Let me go on now to the third mission of the Church, which is to redeem the dead. That requires sensitivity regarding the conditions of the country. In Asia we had some unusual circumstances. Among other things, the records of the dead had in some countries been destroyed, systematically and purposefully. There were no records. How then do you do family history research? You teach as much as you can teach. You teach what has to be taught. You teach them about personal histories. You teach them about working with relatives who are still alive. You teach about the temple, and you teach them about preparing themselves to hold a recommend even though the temple is so far away that in their lifetime there is little chance they will ever get to one—again, sensitivity to the needs of the people.

Now we could compound illustrations for the rest of the day, but that would be counterproductive. Hopefully, what I have done is give you enough words from which you can draw a picture of what it is like to go throughout the world with the Church. What you see working well along the Wasatch Front does not always work well along other mountain ranges in other parts of the world. Leadership and membership of the Church must be cautious not to take people beyond the place where they can be. It is our responsibility to provide the kind of leadership that will bring people along as rapidly as they can come but no more rapidly than that, with compassion, understanding, and love.

Incidentally, if I don’t add one more word, I will have trouble with two good friends, John Carmack and Richard Cook. I have not said anything about the Perpetual Education Fund, which negligence is a cardinal sin. The reason is that program wasn’t active when I was in Asia. They were just getting it started, so we didn’t see it. But I know this: I’ve watched it since, and it is a powerful force accomplishing great good.

I promised I would tell you about BYU–Hawaii and the trip with President Hinckley. We were visiting a country in which relationships had been good, although there had been one incident that had seriously damaged it. President Shumway was there to distribute a series of scholarships to high school seniors who were graduating, some of whom were nonmembers of the Church. That program had been going on for several years and was extremely well received by the government. We were simply beneficiaries of the prior goodwill that someone had introduced into that country, and so again I applaud the efforts of them as I do many of you.

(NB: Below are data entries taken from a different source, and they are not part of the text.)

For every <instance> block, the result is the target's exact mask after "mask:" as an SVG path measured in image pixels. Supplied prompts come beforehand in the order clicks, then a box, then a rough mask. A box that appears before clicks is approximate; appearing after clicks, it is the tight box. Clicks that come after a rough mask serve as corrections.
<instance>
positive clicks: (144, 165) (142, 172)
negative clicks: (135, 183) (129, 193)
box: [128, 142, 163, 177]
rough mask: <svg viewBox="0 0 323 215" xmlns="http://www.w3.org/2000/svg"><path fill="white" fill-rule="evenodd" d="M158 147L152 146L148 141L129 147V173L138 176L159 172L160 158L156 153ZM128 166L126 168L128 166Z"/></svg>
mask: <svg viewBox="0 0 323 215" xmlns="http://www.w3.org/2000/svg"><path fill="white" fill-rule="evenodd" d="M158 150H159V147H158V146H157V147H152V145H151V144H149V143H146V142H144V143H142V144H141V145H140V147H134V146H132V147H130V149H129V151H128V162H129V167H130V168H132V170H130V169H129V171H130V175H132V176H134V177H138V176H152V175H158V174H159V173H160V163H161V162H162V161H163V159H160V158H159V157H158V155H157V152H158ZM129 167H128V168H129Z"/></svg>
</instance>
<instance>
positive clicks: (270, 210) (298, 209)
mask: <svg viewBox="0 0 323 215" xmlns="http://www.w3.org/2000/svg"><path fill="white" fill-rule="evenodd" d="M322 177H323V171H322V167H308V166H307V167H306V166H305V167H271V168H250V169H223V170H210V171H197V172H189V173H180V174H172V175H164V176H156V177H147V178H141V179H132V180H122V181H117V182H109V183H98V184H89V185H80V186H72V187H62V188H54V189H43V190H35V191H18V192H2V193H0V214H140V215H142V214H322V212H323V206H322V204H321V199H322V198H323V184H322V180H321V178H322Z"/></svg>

I have been talking about all of you in some way or another, particularly those who live in and who are involved in other lands in business, education, or other functions. Thank you for what you do. Thank you for understanding what we as General Authorities who work in these areas try to do, and thank you to those who function so beautifully who are not under the umbrella of the Area Presidency. I pray that my words, though many, may have conveyed a few simple thoughts that will let you understand and build into your lives a knowledge of what going into the world means when we talk about The Church of Jesus Christ of Latter-day Saints.


[1] Matthew 28:19.

[2] Moses 1:39.

[3] See Doctrine and Covenants 128:18.